Take, for example, a problem Koza once played to his evolutionary machine.It was a figure consisting of two intertwined helixes, roughly similar to the double helix on a pinwheel.Koza asked the evolutionary equation machine to evolve an optimal equation to determine which of the 200 or so data points lies on each line of the intertwined double helix. Koza loaded 10,000 randomly generated computer formulas into his data culture.He let them evolve while his machine picked out the equations most likely to yield the correct formula.While Koza slept, the program tree swapped branches, occasionally producing a program that worked better.While he was on vacation, the machine was running as usual.When he returned from vacation, the system had evolved an answer that could perfectly divide the double helix.

This is the future of software programming!Define a problem, and the machine finds a solution while the programmer is golfing.But the solutions found by Koza's machines offer a glimpse into the handiwork of evolution.Here's the formula it came up with: (SIN (IFLTE (IFLTE (+ YY) (+ XY) (- XY) (+ YY)) (* XX) (SIN (IFLTE (% YY) (% (SIN (SIN (% Y 0.30400002))) X) (% Y 0.30400002) (IFLTE (IFLTE (% (SIN (% (% Y (+ XY)) 0.30400002)) (+ XY)) (% X 0.10399997) (- XY) (* (+ -0.12499994 -0.15999997) ( - XY))) 0.30400002 (SIN (SIN (IFLTE (% (SIN (% (% Y 0.30400002) 0.30400002)) (+ XY)) (% (SIN Y) Y) (SIN (SIN (SIN (% (SIN X ) (+ -0.12499994 -0.15999997))))) (% (+ (+ XY) (+ YY)) 0.30400002)))) (+ (+ XY) (+ YY))))) (SIN (IFLTE (IFLTE Y (+ XY) (- XY) (+ YY)) (* XX) (SIN (IFLTE (% YY) (% (SIN (SIN (% Y 0.30400002))) X) (% Y 0.30400002) (SIN (SIN (IFLTE (IFLTE (SIN (% (SIN X) (+ -0.12499994 -0.15999997))) (% X -0.10399997) (- XY) (+ XY)) (SIN (% (SIN X) (+ -0.12499994 -0.15999997 ))) (SIN (SIN (% (SIN X) (+ -0.12499994 -0.15999997)))) (+ (+ XY) (+ YY)))))) (% Y 0.30400002))))).

This formula is not only ugly, but also puzzling.Even to a mathematician or a computer programmer, the evolved formula is a mess.Evolution wrote code that only a drunk human programmer could have written, Tom Ray said.In my opinion, it might be more accurate to say that evolution generates code that only aliens could write.This is absolutely not what humans do.Going back to the origin of this equation, Koza finally found the way this program handles the problem.It is entirely by perseverance and unscrupulousness that it has opened up a difficult, tortuous and puzzling solution.But it works.

The answer that evolution came up with seemed odd, since just about any high school student could write a very succinct and elegant equation describing the two spirals on one line.
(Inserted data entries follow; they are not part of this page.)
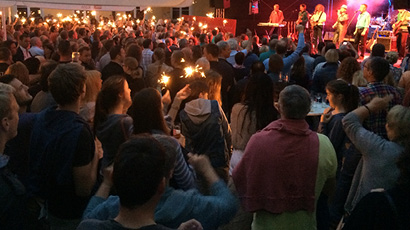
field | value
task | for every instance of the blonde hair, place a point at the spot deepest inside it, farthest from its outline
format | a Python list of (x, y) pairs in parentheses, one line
[(21, 72), (397, 118), (133, 66), (214, 81), (93, 85)]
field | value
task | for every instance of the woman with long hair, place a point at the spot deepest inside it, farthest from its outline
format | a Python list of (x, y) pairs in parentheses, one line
[(254, 112), (147, 115), (112, 125)]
In Koza's world there is no evolutionary pressure for simplicity of solution.It was impossible for his experiments to find that refined equation, because it wasn't constructed for it.Koza tried to add some parsimony to the run, but found that adding parsimony at the start of the run made the solution less efficient.Although the solution obtained is simple, it is only at the middle and lower level.He has evidence that adding parsimony late in the evolution process—that is, letting the system find a solution that works before starting to simplify it—is a better way to evolve succinct equations.

But Koza firmly believes the importance of simplicity is overrated.Simplicity, he says, is nothing more than "a human standard of beauty."Nature itself is not particularly minimalistic.Case in point: David Stocker, then a scientist at Stanford University, analyzed the neural circuits in the tail muscles of crayfish.When the crayfish tries to flee, its neural network triggers a strange backflip.To humans, that kind of circuit looks as complicated as a baroque building, and it can be simplified immediately by canceling a few redundant loop instructions.But that messy mess works.Nature doesn't simplify just for the sake of elegance.